= Breakaway (radio programme) =

Breakaway was BBC Radio's second regular consumer travel programme, the first being the short-lived "Away From It All", both run by producer Roger MacDonald. It was launched on 29 September 1979, when it ran from 9.05 to 9.50 on BBC Radio 4 and continued to be broadcast live every Saturday morning in roughly the same time slot for almost two decades. Its longest-serving presenter was Bernard Falk, who fronted the programme from 1980 to 1990. Breakaway finally came to an end as part of the extensive schedule changes introduced by Radio 4 controller James Boyle in April 1998.

==History and format==
Breakaway took the BBC into a new era, far removed from the idealised travel dreams of the Holiday programme, presenting a relatively impartial and realistic view of travel. MacDonald favoured reporters who were members of the Guild of Travel Writers who were hardened travel professionals, and schooled them in the art of radio journalism. A regular commentator was Nigel Coombs, then editor of Travel Trade Gazette who provided knowledgeable insights into the travel industry. The mix of 'warts and all' location features and comedic interviews with travel executives trying to defend the indefensible, found almost universal favour with the audience. Editor of the Skier & Snowboarder magazine, Frank 'Scoop' Baldwin, and his deputy Rob Freeman, also agreed to be interviewed while naked in a sauna in Zell am See to give an insight about the etiquette Brits would have to adhere to when visiting Austrian spa facilities.

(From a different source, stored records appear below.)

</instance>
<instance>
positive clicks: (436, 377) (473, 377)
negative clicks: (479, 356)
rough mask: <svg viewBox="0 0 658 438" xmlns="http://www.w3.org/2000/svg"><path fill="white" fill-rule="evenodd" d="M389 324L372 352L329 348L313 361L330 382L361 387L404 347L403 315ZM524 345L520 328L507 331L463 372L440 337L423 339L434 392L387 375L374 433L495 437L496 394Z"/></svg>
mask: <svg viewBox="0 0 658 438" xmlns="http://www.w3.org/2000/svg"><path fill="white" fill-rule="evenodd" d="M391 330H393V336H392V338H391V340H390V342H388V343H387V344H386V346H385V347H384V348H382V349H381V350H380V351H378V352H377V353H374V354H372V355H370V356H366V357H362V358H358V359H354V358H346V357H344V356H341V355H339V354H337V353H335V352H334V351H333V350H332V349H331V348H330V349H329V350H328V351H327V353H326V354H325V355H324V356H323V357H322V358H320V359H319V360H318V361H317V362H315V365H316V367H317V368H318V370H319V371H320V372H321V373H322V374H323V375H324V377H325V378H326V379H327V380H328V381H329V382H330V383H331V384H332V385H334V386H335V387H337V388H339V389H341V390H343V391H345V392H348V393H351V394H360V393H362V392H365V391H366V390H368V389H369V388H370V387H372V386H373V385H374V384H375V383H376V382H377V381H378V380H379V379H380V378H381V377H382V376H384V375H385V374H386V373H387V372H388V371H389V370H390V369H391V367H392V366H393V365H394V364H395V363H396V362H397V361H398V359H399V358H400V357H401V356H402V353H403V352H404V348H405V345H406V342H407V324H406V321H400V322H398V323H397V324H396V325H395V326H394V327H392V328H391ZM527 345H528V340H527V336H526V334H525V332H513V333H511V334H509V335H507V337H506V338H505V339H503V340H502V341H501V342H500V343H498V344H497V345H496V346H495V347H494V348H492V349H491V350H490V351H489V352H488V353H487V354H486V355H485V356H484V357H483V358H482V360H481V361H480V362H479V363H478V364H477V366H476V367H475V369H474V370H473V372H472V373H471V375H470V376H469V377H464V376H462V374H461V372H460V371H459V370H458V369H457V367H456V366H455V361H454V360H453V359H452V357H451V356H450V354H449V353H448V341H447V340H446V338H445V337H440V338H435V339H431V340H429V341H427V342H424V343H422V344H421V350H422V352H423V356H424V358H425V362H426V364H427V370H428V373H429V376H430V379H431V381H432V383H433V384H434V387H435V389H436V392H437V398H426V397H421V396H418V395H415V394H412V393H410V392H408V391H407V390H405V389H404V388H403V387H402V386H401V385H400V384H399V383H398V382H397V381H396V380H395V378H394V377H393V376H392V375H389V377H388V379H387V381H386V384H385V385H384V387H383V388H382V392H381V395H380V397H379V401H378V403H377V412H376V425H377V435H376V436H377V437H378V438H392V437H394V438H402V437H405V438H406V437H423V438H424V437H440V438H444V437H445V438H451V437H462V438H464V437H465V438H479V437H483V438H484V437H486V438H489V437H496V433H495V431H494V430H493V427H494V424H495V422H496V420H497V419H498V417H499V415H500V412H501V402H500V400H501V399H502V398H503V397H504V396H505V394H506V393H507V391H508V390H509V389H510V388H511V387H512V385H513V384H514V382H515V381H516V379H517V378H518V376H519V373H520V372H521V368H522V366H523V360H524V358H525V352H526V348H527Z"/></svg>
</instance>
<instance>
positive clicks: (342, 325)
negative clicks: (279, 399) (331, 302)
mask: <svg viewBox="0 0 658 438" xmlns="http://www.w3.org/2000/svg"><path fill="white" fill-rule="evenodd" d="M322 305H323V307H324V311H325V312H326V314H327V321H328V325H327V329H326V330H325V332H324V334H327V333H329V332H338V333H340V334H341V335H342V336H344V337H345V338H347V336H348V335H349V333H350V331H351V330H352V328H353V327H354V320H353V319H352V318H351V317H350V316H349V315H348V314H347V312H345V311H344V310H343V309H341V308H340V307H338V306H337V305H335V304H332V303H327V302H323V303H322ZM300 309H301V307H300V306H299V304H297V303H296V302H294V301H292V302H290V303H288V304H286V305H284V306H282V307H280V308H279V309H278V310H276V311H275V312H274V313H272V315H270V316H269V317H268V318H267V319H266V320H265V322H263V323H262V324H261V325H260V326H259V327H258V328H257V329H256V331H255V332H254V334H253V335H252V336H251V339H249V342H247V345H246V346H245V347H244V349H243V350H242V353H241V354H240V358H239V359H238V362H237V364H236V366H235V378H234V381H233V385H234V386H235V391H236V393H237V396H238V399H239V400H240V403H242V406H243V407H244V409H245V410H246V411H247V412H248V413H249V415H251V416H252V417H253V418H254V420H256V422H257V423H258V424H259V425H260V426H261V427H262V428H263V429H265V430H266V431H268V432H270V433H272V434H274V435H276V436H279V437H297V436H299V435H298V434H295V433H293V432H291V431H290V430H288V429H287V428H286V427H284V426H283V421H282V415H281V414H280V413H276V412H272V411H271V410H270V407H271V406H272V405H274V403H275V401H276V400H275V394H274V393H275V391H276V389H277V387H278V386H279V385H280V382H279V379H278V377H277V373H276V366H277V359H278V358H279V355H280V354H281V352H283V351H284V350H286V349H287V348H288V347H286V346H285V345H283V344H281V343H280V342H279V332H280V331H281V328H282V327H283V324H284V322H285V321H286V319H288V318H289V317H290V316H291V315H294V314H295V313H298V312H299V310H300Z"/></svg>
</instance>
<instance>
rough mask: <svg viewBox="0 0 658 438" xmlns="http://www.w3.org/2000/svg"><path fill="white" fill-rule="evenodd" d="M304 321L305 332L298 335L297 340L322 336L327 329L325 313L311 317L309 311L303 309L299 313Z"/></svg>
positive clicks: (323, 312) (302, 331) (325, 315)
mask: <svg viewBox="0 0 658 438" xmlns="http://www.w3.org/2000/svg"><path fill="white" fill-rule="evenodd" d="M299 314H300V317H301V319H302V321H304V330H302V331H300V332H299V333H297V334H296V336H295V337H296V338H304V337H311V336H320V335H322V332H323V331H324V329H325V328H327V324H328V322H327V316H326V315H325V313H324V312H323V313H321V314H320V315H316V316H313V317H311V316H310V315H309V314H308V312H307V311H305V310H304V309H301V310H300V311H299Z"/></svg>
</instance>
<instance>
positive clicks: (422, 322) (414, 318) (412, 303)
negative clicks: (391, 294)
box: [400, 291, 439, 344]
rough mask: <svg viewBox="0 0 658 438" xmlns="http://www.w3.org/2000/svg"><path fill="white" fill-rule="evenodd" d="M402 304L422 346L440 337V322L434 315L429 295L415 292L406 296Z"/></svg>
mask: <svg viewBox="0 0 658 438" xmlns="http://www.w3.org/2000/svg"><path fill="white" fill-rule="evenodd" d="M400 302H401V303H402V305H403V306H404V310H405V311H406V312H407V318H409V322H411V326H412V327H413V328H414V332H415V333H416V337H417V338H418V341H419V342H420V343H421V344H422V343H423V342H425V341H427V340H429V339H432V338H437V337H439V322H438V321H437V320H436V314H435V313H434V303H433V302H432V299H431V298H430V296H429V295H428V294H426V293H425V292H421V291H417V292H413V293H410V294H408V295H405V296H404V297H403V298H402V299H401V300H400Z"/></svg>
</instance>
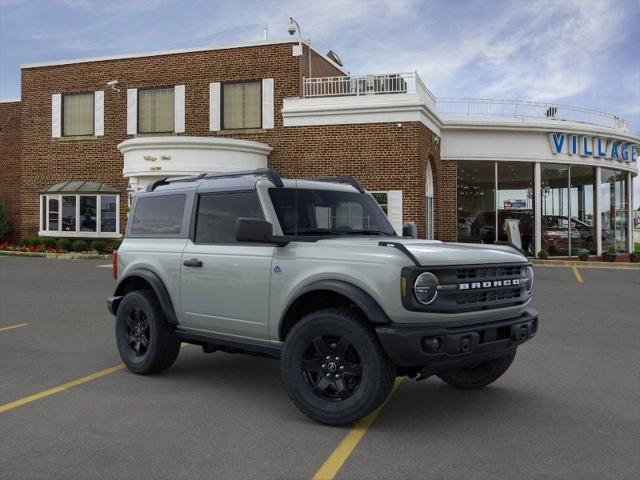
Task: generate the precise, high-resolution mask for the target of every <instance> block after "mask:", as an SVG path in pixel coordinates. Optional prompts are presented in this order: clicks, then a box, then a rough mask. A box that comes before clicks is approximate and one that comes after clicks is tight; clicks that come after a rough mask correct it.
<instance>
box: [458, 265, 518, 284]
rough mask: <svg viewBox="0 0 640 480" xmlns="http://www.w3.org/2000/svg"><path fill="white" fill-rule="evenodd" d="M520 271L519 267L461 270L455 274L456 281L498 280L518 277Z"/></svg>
mask: <svg viewBox="0 0 640 480" xmlns="http://www.w3.org/2000/svg"><path fill="white" fill-rule="evenodd" d="M521 271H522V267H521V266H520V265H513V266H505V267H491V268H463V269H459V270H458V271H457V272H456V273H457V278H458V280H500V279H502V278H514V277H519V276H520V273H521Z"/></svg>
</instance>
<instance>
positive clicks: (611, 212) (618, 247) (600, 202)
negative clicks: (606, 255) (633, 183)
mask: <svg viewBox="0 0 640 480" xmlns="http://www.w3.org/2000/svg"><path fill="white" fill-rule="evenodd" d="M627 178H628V176H627V174H626V173H625V172H622V171H620V170H610V169H606V168H603V169H601V173H600V212H601V221H602V251H603V252H606V251H607V250H608V249H609V248H611V246H613V248H615V250H616V252H627V251H628V243H629V240H628V232H629V205H628V203H627V199H628V198H629V193H628V188H629V185H628V181H627Z"/></svg>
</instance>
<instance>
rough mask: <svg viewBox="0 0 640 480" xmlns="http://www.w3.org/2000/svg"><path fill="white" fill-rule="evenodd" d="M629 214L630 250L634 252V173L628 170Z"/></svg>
mask: <svg viewBox="0 0 640 480" xmlns="http://www.w3.org/2000/svg"><path fill="white" fill-rule="evenodd" d="M627 215H628V218H629V220H628V223H627V230H628V231H629V233H628V235H627V238H628V242H627V243H628V244H629V245H628V250H627V251H628V252H629V253H631V252H633V247H634V245H633V175H631V172H627Z"/></svg>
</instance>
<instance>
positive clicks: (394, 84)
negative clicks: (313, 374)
mask: <svg viewBox="0 0 640 480" xmlns="http://www.w3.org/2000/svg"><path fill="white" fill-rule="evenodd" d="M391 93H418V94H425V95H426V96H427V97H429V98H430V99H431V100H432V101H433V102H435V97H434V96H433V94H432V93H431V92H430V91H429V89H428V88H427V87H426V86H425V84H424V83H423V82H422V79H421V78H420V76H419V75H418V74H417V73H416V72H410V73H389V74H382V75H352V76H348V77H347V76H345V77H315V78H305V79H304V97H305V98H313V97H345V96H360V95H384V94H391Z"/></svg>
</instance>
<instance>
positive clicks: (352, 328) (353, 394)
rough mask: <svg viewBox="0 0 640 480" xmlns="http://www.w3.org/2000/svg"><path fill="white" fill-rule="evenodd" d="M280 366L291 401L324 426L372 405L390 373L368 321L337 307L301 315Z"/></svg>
mask: <svg viewBox="0 0 640 480" xmlns="http://www.w3.org/2000/svg"><path fill="white" fill-rule="evenodd" d="M281 367H282V377H283V379H284V382H285V385H286V388H287V391H288V393H289V396H290V397H291V399H292V400H293V403H294V404H295V405H296V406H297V407H298V408H299V409H300V410H301V411H302V412H303V413H304V414H306V415H307V416H308V417H310V418H312V419H313V420H316V421H317V422H320V423H324V424H327V425H350V424H352V423H354V422H356V421H358V420H359V419H361V418H362V417H364V416H366V415H367V414H369V413H370V412H372V411H373V410H375V408H376V407H378V406H379V405H380V404H381V403H382V402H383V401H384V400H385V398H386V397H387V396H388V395H389V392H390V391H391V387H392V386H393V381H394V378H395V366H394V365H393V364H392V363H391V361H390V360H389V358H388V357H387V355H386V354H385V352H384V350H383V349H382V346H381V345H380V343H379V342H378V339H377V337H376V335H375V332H374V331H373V329H372V328H371V326H370V324H369V323H368V322H367V321H366V320H365V319H364V318H362V316H360V315H357V314H356V313H354V312H352V311H350V310H349V309H341V308H333V309H328V310H322V311H318V312H314V313H311V314H309V315H307V316H305V317H304V318H302V319H301V320H300V321H299V322H298V323H297V324H296V325H295V326H294V327H293V329H292V330H291V332H290V333H289V335H288V336H287V340H286V342H285V347H284V350H283V354H282V360H281Z"/></svg>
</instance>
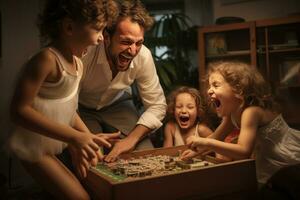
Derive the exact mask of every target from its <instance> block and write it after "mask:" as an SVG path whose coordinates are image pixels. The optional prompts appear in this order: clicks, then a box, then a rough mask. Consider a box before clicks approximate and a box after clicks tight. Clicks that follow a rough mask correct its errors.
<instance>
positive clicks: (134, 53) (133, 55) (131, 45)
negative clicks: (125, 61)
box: [129, 43, 138, 56]
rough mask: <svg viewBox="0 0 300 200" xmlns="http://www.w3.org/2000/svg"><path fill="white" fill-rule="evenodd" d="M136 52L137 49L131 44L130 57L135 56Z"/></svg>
mask: <svg viewBox="0 0 300 200" xmlns="http://www.w3.org/2000/svg"><path fill="white" fill-rule="evenodd" d="M137 52H138V47H137V46H136V44H135V43H133V44H131V45H130V46H129V53H130V54H131V55H132V56H135V55H136V54H137Z"/></svg>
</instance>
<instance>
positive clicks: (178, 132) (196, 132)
mask: <svg viewBox="0 0 300 200" xmlns="http://www.w3.org/2000/svg"><path fill="white" fill-rule="evenodd" d="M194 135H195V136H198V137H200V136H199V134H198V124H197V125H196V130H195V133H194ZM181 145H185V142H184V141H183V138H182V135H181V133H180V128H179V126H178V124H176V123H175V133H174V146H181Z"/></svg>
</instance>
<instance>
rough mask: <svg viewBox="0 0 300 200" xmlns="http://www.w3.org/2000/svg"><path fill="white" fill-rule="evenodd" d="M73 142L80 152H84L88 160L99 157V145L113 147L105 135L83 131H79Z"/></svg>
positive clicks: (74, 144) (108, 146) (76, 135)
mask: <svg viewBox="0 0 300 200" xmlns="http://www.w3.org/2000/svg"><path fill="white" fill-rule="evenodd" d="M71 144H72V145H73V146H75V147H76V148H78V149H80V154H82V155H83V156H84V157H85V158H86V159H87V160H91V159H93V158H95V157H98V155H97V152H98V150H99V149H100V148H99V146H105V147H107V148H110V147H111V144H110V143H109V142H108V141H106V140H105V139H104V138H103V137H99V136H97V135H94V134H92V133H83V132H79V134H78V135H76V137H75V138H74V141H73V142H72V143H71Z"/></svg>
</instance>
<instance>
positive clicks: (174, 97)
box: [167, 86, 206, 122]
mask: <svg viewBox="0 0 300 200" xmlns="http://www.w3.org/2000/svg"><path fill="white" fill-rule="evenodd" d="M182 93H187V94H190V95H191V96H192V97H193V98H194V99H195V102H196V106H197V121H198V122H200V121H201V122H203V121H206V120H205V118H204V116H205V109H204V102H203V101H202V97H201V94H200V92H199V91H198V90H197V89H195V88H191V87H187V86H182V87H179V88H177V89H176V90H174V91H172V92H171V93H170V95H169V96H168V106H167V119H168V120H171V121H175V117H174V112H175V105H176V97H177V96H178V95H179V94H182Z"/></svg>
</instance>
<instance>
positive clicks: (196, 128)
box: [194, 122, 199, 136]
mask: <svg viewBox="0 0 300 200" xmlns="http://www.w3.org/2000/svg"><path fill="white" fill-rule="evenodd" d="M198 126H199V123H198V122H197V125H196V130H195V133H194V135H195V136H199V134H198Z"/></svg>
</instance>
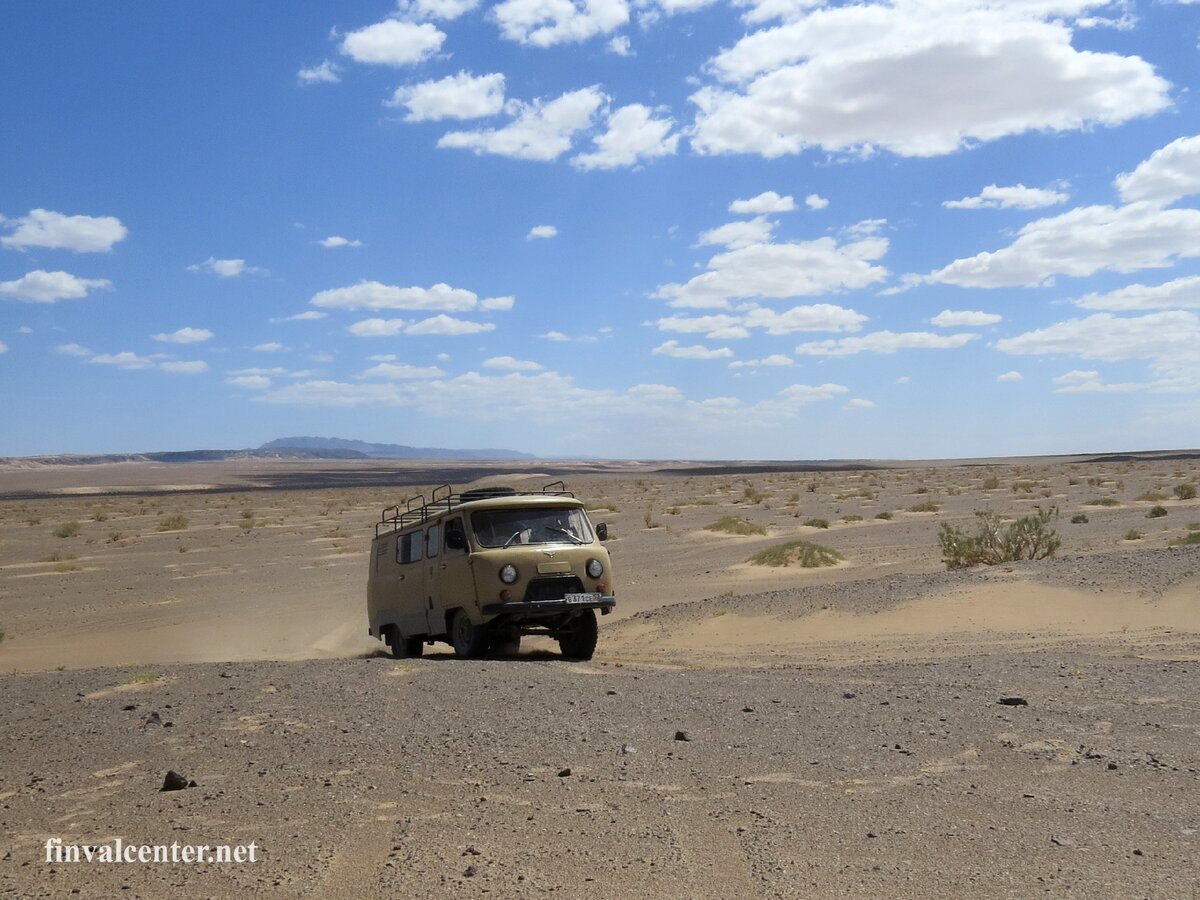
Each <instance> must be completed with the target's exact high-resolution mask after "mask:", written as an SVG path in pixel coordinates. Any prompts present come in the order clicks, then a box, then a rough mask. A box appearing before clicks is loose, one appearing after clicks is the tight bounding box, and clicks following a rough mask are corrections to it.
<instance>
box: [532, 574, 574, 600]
mask: <svg viewBox="0 0 1200 900" xmlns="http://www.w3.org/2000/svg"><path fill="white" fill-rule="evenodd" d="M580 593H583V583H582V582H581V581H580V580H578V577H576V576H575V575H553V576H550V577H542V578H534V580H533V581H530V582H529V587H528V588H526V600H562V599H563V598H564V596H566V595H568V594H580Z"/></svg>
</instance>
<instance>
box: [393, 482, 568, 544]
mask: <svg viewBox="0 0 1200 900" xmlns="http://www.w3.org/2000/svg"><path fill="white" fill-rule="evenodd" d="M556 505H557V506H582V505H583V502H582V500H578V499H576V498H575V494H574V493H571V492H570V491H568V490H566V486H565V485H564V484H563V482H562V481H554V482H552V484H548V485H546V486H545V487H542V488H541V490H539V491H518V490H516V488H514V487H481V488H474V490H470V491H463V492H462V493H455V492H454V490H452V488H451V487H450V485H442V486H440V487H436V488H434V490H433V492H432V493H431V496H430V499H428V500H426V499H425V494H418V496H415V497H410V498H409V499H408V500H406V502H404V505H403V506H401V505H396V506H388V508H386V509H384V511H383V512H382V514H380V516H379V521H378V522H376V538H378V536H379V535H380V534H386V533H390V532H396V530H401V529H403V528H409V527H412V526H418V524H422V523H425V522H428V521H431V520H436V518H442V517H444V516H446V515H449V514H450V512H458V511H461V510H468V511H469V510H478V509H505V508H512V506H556Z"/></svg>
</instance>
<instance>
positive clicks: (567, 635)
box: [558, 610, 600, 660]
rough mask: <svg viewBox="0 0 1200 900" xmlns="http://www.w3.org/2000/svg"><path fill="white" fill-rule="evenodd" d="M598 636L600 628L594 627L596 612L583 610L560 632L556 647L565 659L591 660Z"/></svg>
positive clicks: (594, 626)
mask: <svg viewBox="0 0 1200 900" xmlns="http://www.w3.org/2000/svg"><path fill="white" fill-rule="evenodd" d="M599 636H600V628H599V625H596V611H595V610H584V611H583V612H582V613H580V614H578V616H576V617H575V618H574V619H571V622H570V624H569V625H566V628H565V629H563V630H562V634H560V635H559V637H558V646H559V647H560V648H562V650H563V655H564V656H566V659H582V660H587V659H592V655H593V654H594V653H595V652H596V638H599Z"/></svg>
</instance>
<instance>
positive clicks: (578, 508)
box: [470, 506, 595, 548]
mask: <svg viewBox="0 0 1200 900" xmlns="http://www.w3.org/2000/svg"><path fill="white" fill-rule="evenodd" d="M470 527H472V530H473V532H474V533H475V541H476V542H478V544H479V546H481V547H486V548H494V547H514V546H529V545H540V544H571V545H580V544H592V542H593V541H594V540H595V536H594V534H593V533H592V523H590V522H588V517H587V515H584V512H583V510H582V509H580V508H578V506H504V508H500V509H487V510H475V511H474V512H472V514H470Z"/></svg>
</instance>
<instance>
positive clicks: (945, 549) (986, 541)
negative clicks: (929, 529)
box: [937, 510, 1062, 569]
mask: <svg viewBox="0 0 1200 900" xmlns="http://www.w3.org/2000/svg"><path fill="white" fill-rule="evenodd" d="M976 516H977V517H978V518H979V529H978V530H977V532H976V533H974V534H967V533H965V532H962V530H960V529H959V528H955V527H954V526H952V524H949V523H947V522H943V523H942V527H941V532H940V533H938V535H937V540H938V541H940V542H941V545H942V562H944V563H946V568H947V569H966V568H968V566H972V565H996V564H997V563H1012V562H1015V560H1018V559H1045V558H1046V557H1051V556H1054V554H1055V551H1057V550H1058V547H1060V546H1061V545H1062V540H1061V539H1060V538H1058V534H1057V532H1055V530H1054V529H1052V528H1050V520H1051V518H1052V517H1054V516H1052V515H1051V514H1050V512H1048V511H1045V510H1038V511H1037V512H1034V514H1032V515H1030V516H1022V517H1021V518H1018V520H1015V521H1013V522H1008V523H1004V522H1002V521H1001V517H1000V516H998V515H996V514H995V512H991V511H990V510H989V511H978V512H976Z"/></svg>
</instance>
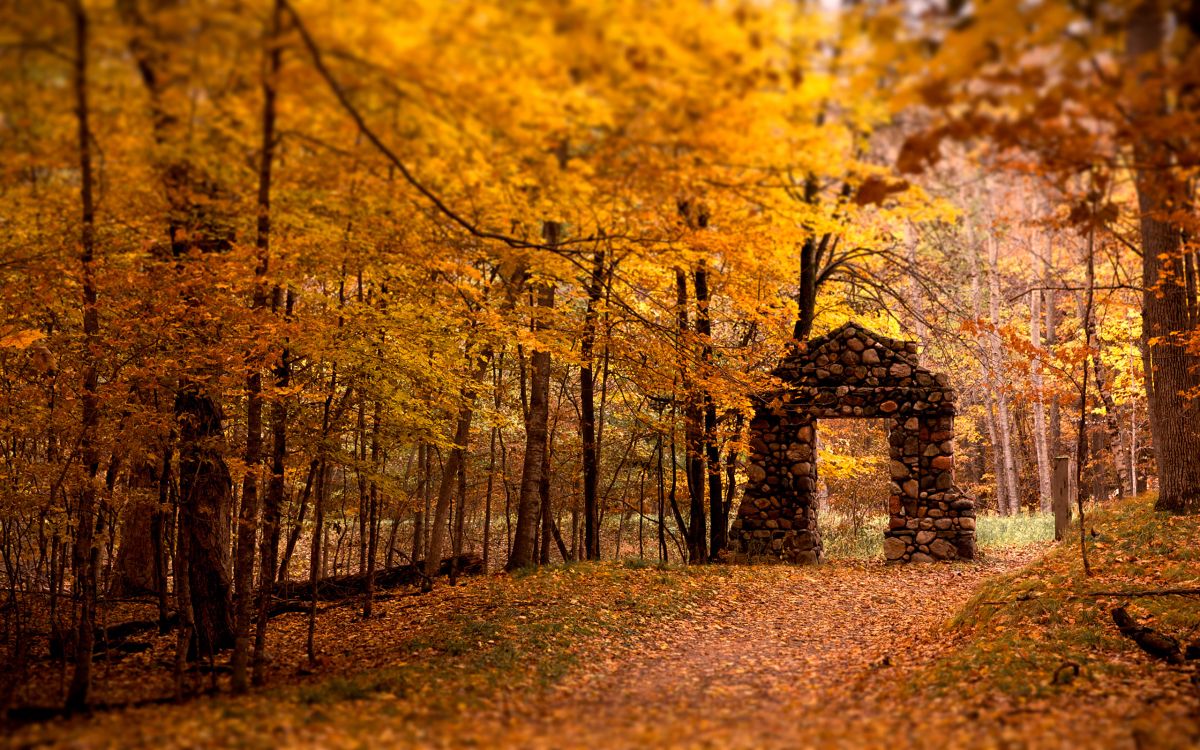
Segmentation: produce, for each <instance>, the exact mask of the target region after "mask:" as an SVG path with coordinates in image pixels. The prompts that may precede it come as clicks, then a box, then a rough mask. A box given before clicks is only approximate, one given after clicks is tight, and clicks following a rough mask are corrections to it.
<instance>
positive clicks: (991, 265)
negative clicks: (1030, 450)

The programme often discussed unsavoury topics; for example, it ran an interview with Dr. Jane Wilson-Howarth on diarrhoea while travelling. The programme was occasionally broadcast from overseas, including New York, Hong Kong, Singapore and the Great Barrier Reef, Australia, and famously on one occasion live from Bruges on the weekend when the Townsend Thoresen ferry "Herald of Free Enterprise" ran aground.